Ce coup du sort qui aurait pû le rendre amer, grincheux, et le condamner à la marginalité lui fournit au contraire une cuirasse morale solide, infranchissable. Chez ce jeune homme, plaintes et complaintes sont en exil, et pas l’once d’une récrimination, d’un regret. Pas de trace d’une quelconque amertume, ni de la moindre colère, pas non plus de protestation, et de jalousie jamais ! Point de révolte vaine.
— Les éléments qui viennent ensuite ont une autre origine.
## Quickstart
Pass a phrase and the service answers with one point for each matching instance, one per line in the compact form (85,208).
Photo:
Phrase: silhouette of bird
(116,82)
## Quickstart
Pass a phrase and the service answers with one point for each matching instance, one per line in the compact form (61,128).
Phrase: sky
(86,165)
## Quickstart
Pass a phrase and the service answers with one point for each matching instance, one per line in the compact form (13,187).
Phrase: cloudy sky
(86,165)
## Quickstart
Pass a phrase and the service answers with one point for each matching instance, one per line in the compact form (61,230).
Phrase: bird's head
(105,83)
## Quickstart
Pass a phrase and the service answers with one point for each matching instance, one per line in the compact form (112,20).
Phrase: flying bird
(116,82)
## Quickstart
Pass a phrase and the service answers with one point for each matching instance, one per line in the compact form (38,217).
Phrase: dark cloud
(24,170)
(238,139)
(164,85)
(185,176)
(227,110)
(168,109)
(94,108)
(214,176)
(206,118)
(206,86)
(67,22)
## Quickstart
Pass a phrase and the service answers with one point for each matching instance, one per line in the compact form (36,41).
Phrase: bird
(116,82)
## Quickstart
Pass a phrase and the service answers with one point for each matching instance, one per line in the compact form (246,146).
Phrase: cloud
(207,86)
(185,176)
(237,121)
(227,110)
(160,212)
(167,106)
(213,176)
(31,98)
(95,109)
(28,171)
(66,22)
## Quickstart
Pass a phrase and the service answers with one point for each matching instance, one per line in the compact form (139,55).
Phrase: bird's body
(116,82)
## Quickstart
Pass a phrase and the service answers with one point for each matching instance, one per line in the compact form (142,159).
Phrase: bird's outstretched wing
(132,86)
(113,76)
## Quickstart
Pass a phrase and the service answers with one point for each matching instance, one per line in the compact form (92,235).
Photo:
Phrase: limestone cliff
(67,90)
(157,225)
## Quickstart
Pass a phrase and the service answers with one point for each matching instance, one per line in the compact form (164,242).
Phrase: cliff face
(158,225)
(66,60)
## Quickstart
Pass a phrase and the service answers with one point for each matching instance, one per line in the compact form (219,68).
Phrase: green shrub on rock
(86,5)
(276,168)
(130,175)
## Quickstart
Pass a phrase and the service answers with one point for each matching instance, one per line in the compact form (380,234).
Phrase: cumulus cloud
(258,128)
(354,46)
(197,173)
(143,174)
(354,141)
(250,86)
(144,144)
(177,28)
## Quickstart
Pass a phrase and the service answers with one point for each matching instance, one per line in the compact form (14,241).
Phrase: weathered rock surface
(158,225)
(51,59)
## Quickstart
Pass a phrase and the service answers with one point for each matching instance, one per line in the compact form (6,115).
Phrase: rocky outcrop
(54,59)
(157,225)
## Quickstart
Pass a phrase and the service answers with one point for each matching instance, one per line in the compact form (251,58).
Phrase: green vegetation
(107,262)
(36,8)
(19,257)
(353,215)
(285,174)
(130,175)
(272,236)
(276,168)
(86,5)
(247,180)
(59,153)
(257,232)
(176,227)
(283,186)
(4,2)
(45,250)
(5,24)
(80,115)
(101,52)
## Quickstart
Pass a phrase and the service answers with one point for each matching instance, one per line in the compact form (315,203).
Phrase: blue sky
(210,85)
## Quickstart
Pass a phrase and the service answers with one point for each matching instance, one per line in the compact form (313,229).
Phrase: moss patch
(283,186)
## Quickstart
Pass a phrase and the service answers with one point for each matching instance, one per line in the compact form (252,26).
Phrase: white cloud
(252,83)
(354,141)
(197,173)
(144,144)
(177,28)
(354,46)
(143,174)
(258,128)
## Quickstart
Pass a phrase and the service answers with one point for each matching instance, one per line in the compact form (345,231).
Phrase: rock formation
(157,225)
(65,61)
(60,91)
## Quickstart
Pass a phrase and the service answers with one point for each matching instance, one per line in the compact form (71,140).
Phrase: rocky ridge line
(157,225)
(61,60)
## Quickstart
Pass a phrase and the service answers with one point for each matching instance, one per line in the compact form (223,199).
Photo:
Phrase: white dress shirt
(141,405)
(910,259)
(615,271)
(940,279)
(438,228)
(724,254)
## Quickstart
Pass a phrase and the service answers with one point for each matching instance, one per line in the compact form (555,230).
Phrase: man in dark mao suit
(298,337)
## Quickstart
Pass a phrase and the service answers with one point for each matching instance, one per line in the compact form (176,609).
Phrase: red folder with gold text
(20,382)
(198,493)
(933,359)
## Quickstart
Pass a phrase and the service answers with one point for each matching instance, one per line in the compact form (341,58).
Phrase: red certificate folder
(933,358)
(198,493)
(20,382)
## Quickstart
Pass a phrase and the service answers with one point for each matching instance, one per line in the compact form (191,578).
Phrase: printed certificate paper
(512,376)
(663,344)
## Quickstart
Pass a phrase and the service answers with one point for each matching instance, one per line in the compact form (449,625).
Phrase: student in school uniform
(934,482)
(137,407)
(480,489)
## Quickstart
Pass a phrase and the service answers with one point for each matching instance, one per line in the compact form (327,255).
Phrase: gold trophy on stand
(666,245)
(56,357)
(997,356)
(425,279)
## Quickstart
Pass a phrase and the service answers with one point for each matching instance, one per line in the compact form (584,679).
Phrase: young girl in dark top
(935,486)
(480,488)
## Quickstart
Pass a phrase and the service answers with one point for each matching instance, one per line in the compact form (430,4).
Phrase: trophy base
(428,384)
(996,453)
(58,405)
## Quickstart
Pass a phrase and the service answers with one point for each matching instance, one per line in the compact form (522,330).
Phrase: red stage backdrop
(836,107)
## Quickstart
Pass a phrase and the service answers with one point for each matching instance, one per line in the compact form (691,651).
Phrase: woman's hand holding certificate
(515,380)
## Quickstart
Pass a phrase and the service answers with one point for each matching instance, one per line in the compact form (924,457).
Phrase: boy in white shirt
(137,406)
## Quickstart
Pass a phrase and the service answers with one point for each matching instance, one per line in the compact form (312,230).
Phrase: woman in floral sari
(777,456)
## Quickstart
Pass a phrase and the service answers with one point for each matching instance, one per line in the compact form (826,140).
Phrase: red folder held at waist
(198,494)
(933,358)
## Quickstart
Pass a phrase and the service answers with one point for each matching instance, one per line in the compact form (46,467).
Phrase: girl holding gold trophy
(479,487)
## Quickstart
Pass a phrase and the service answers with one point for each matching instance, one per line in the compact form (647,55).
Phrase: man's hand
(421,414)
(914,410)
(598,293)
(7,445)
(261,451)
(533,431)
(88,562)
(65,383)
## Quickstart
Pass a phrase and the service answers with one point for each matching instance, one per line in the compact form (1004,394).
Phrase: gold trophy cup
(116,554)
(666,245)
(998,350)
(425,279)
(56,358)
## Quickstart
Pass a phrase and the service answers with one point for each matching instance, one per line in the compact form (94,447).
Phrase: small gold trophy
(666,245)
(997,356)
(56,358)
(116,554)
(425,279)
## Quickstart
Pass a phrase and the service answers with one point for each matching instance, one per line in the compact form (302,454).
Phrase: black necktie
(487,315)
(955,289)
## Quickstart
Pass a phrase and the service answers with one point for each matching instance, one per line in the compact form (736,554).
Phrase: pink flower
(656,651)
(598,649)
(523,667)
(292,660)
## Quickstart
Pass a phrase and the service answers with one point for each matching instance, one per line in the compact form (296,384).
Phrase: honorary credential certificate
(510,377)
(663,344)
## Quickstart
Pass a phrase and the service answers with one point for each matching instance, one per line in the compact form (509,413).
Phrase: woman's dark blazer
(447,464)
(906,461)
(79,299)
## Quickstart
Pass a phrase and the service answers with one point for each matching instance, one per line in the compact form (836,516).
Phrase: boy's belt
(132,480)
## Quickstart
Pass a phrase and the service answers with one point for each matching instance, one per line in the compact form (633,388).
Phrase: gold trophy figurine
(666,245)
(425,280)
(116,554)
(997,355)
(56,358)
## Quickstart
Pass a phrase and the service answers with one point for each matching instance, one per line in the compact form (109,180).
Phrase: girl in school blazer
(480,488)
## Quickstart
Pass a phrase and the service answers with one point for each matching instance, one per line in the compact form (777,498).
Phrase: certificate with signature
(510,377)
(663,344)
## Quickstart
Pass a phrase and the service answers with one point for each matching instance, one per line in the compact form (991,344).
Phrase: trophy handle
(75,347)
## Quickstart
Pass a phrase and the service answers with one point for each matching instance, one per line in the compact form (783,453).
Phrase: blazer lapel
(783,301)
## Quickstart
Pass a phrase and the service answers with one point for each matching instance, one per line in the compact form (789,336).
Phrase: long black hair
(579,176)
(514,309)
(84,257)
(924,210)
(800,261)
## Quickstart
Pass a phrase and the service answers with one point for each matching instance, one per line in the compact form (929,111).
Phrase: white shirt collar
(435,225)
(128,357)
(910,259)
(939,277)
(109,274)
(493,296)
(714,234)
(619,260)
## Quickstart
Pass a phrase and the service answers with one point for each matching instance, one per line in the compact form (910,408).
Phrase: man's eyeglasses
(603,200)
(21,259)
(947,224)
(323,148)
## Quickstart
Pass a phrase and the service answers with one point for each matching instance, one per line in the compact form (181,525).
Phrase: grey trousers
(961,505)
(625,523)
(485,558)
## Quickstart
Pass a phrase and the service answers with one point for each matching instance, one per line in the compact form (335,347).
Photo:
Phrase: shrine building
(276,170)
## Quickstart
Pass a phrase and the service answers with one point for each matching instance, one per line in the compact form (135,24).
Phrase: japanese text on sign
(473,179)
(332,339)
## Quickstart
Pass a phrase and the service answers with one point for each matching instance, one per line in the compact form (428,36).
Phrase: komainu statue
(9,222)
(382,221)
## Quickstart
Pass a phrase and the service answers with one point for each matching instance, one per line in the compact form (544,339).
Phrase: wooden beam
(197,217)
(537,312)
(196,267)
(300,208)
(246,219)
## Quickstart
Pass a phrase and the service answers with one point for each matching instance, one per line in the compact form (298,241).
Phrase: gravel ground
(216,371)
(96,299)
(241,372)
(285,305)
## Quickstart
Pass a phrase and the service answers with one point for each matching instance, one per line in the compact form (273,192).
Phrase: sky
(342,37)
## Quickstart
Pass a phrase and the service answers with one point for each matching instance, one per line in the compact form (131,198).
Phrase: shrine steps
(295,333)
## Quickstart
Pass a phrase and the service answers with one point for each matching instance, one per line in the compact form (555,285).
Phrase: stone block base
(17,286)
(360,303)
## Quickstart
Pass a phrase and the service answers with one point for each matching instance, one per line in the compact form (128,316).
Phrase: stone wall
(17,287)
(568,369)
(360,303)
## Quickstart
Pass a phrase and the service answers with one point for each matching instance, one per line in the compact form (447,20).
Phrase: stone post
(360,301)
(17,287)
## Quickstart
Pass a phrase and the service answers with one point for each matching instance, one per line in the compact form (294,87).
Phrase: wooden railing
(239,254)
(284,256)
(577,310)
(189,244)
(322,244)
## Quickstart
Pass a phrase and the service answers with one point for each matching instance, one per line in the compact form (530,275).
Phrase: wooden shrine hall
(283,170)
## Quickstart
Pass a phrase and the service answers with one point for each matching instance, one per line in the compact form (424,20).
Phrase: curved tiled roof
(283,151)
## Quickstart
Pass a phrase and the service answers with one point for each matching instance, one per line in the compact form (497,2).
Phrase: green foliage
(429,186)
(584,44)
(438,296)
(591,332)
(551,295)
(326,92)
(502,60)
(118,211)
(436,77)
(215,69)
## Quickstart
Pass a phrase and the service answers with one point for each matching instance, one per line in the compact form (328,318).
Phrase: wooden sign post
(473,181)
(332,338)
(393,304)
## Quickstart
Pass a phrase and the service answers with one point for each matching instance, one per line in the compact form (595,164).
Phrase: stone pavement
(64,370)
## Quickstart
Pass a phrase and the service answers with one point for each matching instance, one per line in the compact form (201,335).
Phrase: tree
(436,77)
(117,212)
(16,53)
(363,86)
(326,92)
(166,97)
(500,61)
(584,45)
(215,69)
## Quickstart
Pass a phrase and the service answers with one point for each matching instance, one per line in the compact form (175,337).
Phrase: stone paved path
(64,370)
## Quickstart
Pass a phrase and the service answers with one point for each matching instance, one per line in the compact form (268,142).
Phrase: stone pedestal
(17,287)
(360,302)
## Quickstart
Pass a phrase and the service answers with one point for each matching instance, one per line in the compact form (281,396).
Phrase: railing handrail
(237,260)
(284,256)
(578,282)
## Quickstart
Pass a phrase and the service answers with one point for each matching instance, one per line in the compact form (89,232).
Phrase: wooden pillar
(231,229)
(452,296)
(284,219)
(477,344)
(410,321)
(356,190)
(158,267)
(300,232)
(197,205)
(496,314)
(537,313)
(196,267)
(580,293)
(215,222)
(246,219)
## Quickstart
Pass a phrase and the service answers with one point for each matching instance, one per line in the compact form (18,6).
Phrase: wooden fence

Au contraire, rayonne sur le visage de notre interlocuteur la lumière de la paix avec soi-même, une harmonie avec le monde, un optimisme à toute épreuve, une vaillance hors norme, une foi d’airain, et aussi de la gratitude pour le destin qui, en le privant de ses yeux, en lui ayant refusé le spectacle de la beauté à l’âge des premiers émerveillements, développa chez lui ce qu’il nomme « le regard intérieur ».

Lorsqu’il parle de son handicap, c’est comme si Kevyn évoque une fabrique secrète, un atelier réservé à lui seul, il susurre que les « vrais yeux travaillent au-dedans de nous ». De sa situation de non-voyant, cet étudiant en Master 1 d’anglais en fait une sorte de privilège. Il en tire même une certaine fierté qui interdit la charité et la compassion.

Braille

C’est à l’âge de 7 ans que ses parents se résolvent à l’idée de l’inscrire à l’école comme tous les gamins de son âge. Mais où ? À Yamoussoukro où ils vivent, il n’y a pas d’école spécialisée. L’envoyer à Abidjan, exigerait qu’ils trouvent un tuteur à leur enfant. Ce qui n’est pas évident du fait de son âge et de sa situation.

Après maints renseignements, papa et maman décident de l’inscrire au Centre d’éducation, de formation et d’insertion des aveugles de Toumodi. Eux vivent à Yamoussoukro, et Kevyn doit partir à l’école loin des siens. Le gamin vit cet éloignement comme un « déchirement ». Tout change dans sa vie.

La discipline assez rude de l’internat, l’apprentissage du braille, etc. « Ça été difficile au départ » confie-t-il. Les enseignants de cet établissement pour non-voyants et mal-voyants sont exigeants avec leurs élèves. Ils veulent les décomplexer et leur apprendre que la vie ne leur fera pas de cadeau, s’ils ne transcendent pas leur handicap. Les pédagogues ont donc souvent la main leste.

Pour le préadolescent, c’est la double peine. Car en plus de ne pas voir, il doit s’adapter à un nouvel environnement social éloigné de tout ce qu’il a connu jusque-là. Mais, il finit par faire contre mauvaise fortune bon cœur. Brillant, cet enfant à la curiosité aiguisée surprend par la vivacité de son intelligence. Tant et si bien que ses enseignants pensent un moment à lui faire sauter des classes. Puis se ravisent. « Ils se sont dit qu’il ne fallait pas vite aller en besogne », explique Kevyn.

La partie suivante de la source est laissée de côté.